Assembly x86 (16bit): More accurate time measurement

Question

I'm programming in TASM 16bit with DOSBox and here's today's issue: Using DOS INT 21h/2Ch I can get the system's current hundredths of a second. That's good and all... until it's not.

See, I'm looking for an at least semi-accurate time measurement in milliseconds, and I'm positive it's possible.

Why, you ask? Have a look at INT 15h/86h. Using this interrupt I can delay the program in microseconds. If such precision exists, I'm sure getting milliseconds would be a walk in the park.

Some ideas I had: Using INT 70h which occurs every 1/1024 of a second, but I don't know how to listen to interrupts, nor do I want a timing system that can't be divided by 10.

This question has taken the better of me by now, and I've failed finding an already existing solution online.

Cheers in advance.

You can reprogram the PIT that provides the IRQ #0 (defaults to interrupt 8) to a higher frequency. IIRC it fires at circa 18.2 Hz (nearly 65_536 times per hour) by default and this is with a divisor of 65_536, the maximum. Your interrupt 8 handler should call the prior handler only some of the time to preserve the expected ROM-BIOS's timer tick frequency, the counter as stored in the doubleword 40h:6Ch. — ecm, May 10 '21 at 12:07
Probably the easiest way is to use `out 80h, al`. This should do 1us delay. I can't find an authoritative source about the precise delay. [Linux uses it](https://elixir.bootlin.com/linux/latest/source/arch/x86/boot/boot.h#L72) but I don't think it assumes a particular delay. You could couple `out 80h, al` with a less precise source of interrupts to achieve better precision. Furthermore, depending of the specific CPU model you target and the specific hardware you have configured, there are probably a lot of synchronization sources. — Margaret Bloom, May 10 '21 at 12:52
Are you trying to find the current time-of-day (absolute time), time an interval during which something else runs (measure CPU time used), or intentionally *delay* for some interval without doing any useful work during the interval? Your title talks about measurement, and I think you're only mentioning the delay call as evidence that some kind of precision timing should be possible. — Peter Cordes, May 10 '21 at 14:23
If you're going to run this on a modern x86 in real mode, `rdtsc` works as a time source, if you calibrate offset and scale factors. (64-bit counter in EDX:EAX, counts fixed-frequency "reference cycles" (on new-enough CPUs) since last reset.) [How to get the CPU cycle count in x86\_64 from C++?](https://stackoverflow.com/a/51907627) has more details about https://www.felixcloutier.com/x86/RDTSC.html — Peter Cordes, May 10 '21 at 14:25
@PeterCordes well, I'm programming in 16 bits so that's off the table.
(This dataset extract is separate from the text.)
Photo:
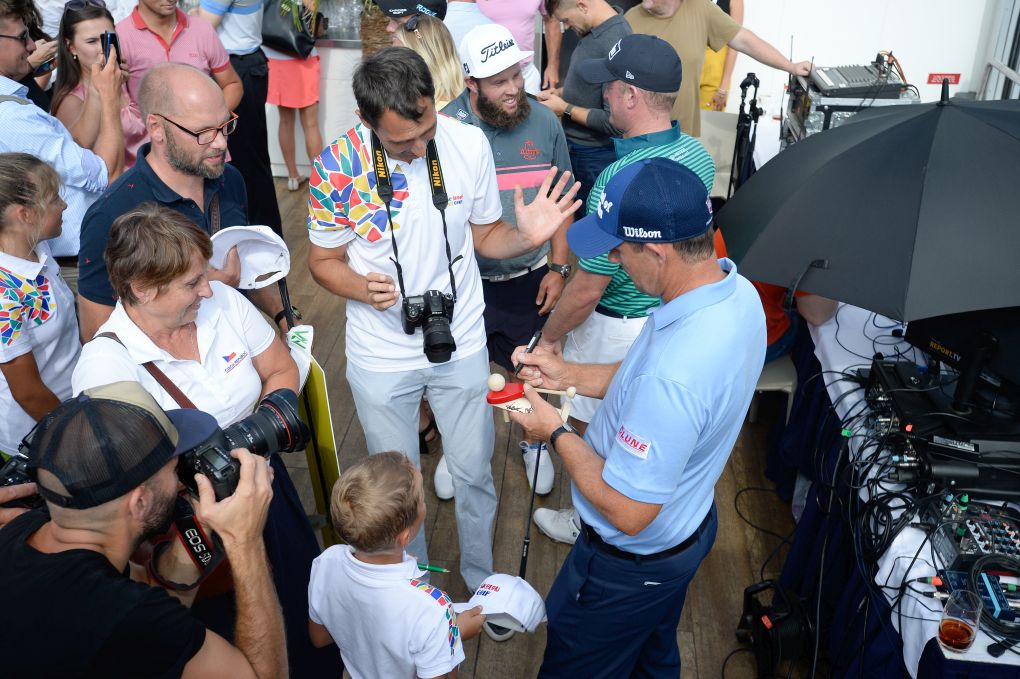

I do want the program to keep running, I just want some relative measurement (doesn't have to be the current time) of when a millisecond has passed so I can do my junk. — Coder's Crux, May 11 '21 at 04:10
@ecm so if I change my question a bit according to your answer, how do I listen to an interrupt? — Coder's Crux, May 11 '21 at 04:13
Like most instructions, `rdtsc` works normally in 16-bit real mode, still writing the result to edx:eax. (https://www.felixcloutier.com/x86/rdtsc#real-address-mode-exceptions is normal). Targeting 16-bit mode doesn't rule out modern x86 features. You might want to write code that will also run on retro hardware, but merely targeting 16-bit real mode doesn't automatically imply that. I wouldn't have suggested `rdtsc` if it couldn't work. — Peter Cordes, May 11 '21 at 04:31
I'm using pure assembly x86, and this instruction did not exist in TASM days.. — Coder's Crux, May 11 '21 at 04:35
Let us [continue this discussion in chat](https://chat.stackoverflow.com/rooms/232196/discussion-between-coders-crux-and-peter-cordes). — Coder's Crux, May 11 '21 at 04:40
1. Get current interrupt 8 handler. 2. Store it where your handler can access it (usually in a variable in your code segment). 3. Set handler to yours. (4. If you want to terminate your process then restore the handler to the prior one at that time.) The handler has to preserve all registers and return with `iret`, or jump with a far jump to the prior handler. Instead you can do `pushf` and a far *call* to the prior handler too. In your handler you can increment a variable of your own (in your code segment) to count how many of your (more frequent) ticks have occurred. — ecm, May 11 '21 at 08:43

njuffa · Answer 1 · 2021-05-12T19:50:13.460

In 16-bit PC-compatible x86 systems, the PIT (programmable interval timer) uses a clock input of 1.19318MHz to decrement a 16-bit counter. An interrupt is generated whenever the counter wraps around after 2¹⁶ = 65536 increments. The BIOS-provided ISR (interrupt service routine) handling it then increments a software counter, at a frequency of 1.19318MHz / 65536 ~= 18.2 Hz.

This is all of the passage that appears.